The 24 winners must broadcast their TV programmes within 30 days of the official announcement of the winners, meaning by early next month.
The total comprises seven each for standard-definition variety shows, high-definition variety shows and news channels and three children's channels.
Makers of terrestrial signal receivers will start ramping up their marketing activities about the time of the first digital broadcasts in early February.
The NBTC has so far approved 65 TV models with built-in signal converters from six brands _ two models from Sharp, 13 from Panasonic, 15 from LG, 13 from Sony, three from Provision and 19 from Samsung.
The regulator also approved 34 set-top box models provided by major local satellite-TV operators GMM Z, Samart, IPM and Leotech along with Chinese set-top box makers.
Moreover, makers of functional devices such as tablet TVs and car-installed TV screens are seeking NBTC approval.
Tablet TVs have 8-10-inch screens and a TV tuner for terrestrial broadcasts.

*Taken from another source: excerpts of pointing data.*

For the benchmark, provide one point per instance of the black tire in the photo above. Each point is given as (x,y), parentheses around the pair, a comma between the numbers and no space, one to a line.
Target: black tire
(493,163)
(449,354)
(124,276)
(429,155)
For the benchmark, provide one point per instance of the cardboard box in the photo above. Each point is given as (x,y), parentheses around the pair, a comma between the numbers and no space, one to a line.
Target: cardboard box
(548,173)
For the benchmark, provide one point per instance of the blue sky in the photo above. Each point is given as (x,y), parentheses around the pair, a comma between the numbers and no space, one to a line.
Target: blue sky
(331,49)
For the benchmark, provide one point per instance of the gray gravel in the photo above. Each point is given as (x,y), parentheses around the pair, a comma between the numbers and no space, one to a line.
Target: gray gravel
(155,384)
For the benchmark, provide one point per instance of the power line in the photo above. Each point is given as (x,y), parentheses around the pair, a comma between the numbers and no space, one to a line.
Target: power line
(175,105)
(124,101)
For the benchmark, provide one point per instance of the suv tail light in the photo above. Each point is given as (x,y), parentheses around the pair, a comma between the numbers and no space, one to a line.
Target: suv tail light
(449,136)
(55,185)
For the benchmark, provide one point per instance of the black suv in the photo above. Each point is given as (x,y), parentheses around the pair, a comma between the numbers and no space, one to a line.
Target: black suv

Some makers have introduced a hybrid function for tablet TVs, allowing viewers to receive digital broadcasting signals while using the device as a handheld computer.
A source from MCOT Plc, the operator of Channel 9, said the company will make its own tablet TVs in collaboration with a TV-set maker.
Some car-installed electrical appliance makers have submitted self-declaration forms to the NBTC for car-installed TV screens.
NBTC lab tests show car-installed screens can receive terrestrial digital signals at speeds of up to 80 kilometres an hour.
Digital signals are now airing during trials in Greater Bangkok and major provinces such as Chiang Mai, Khon Kaen and Songkhla.
Mr Thanongsak called the car-installed TV-screen market "interesting" since many car owners want to install TVs in their vehicles.
However, there are concerns that Chinese set-top box makers may be about to dump cheap products in the local market.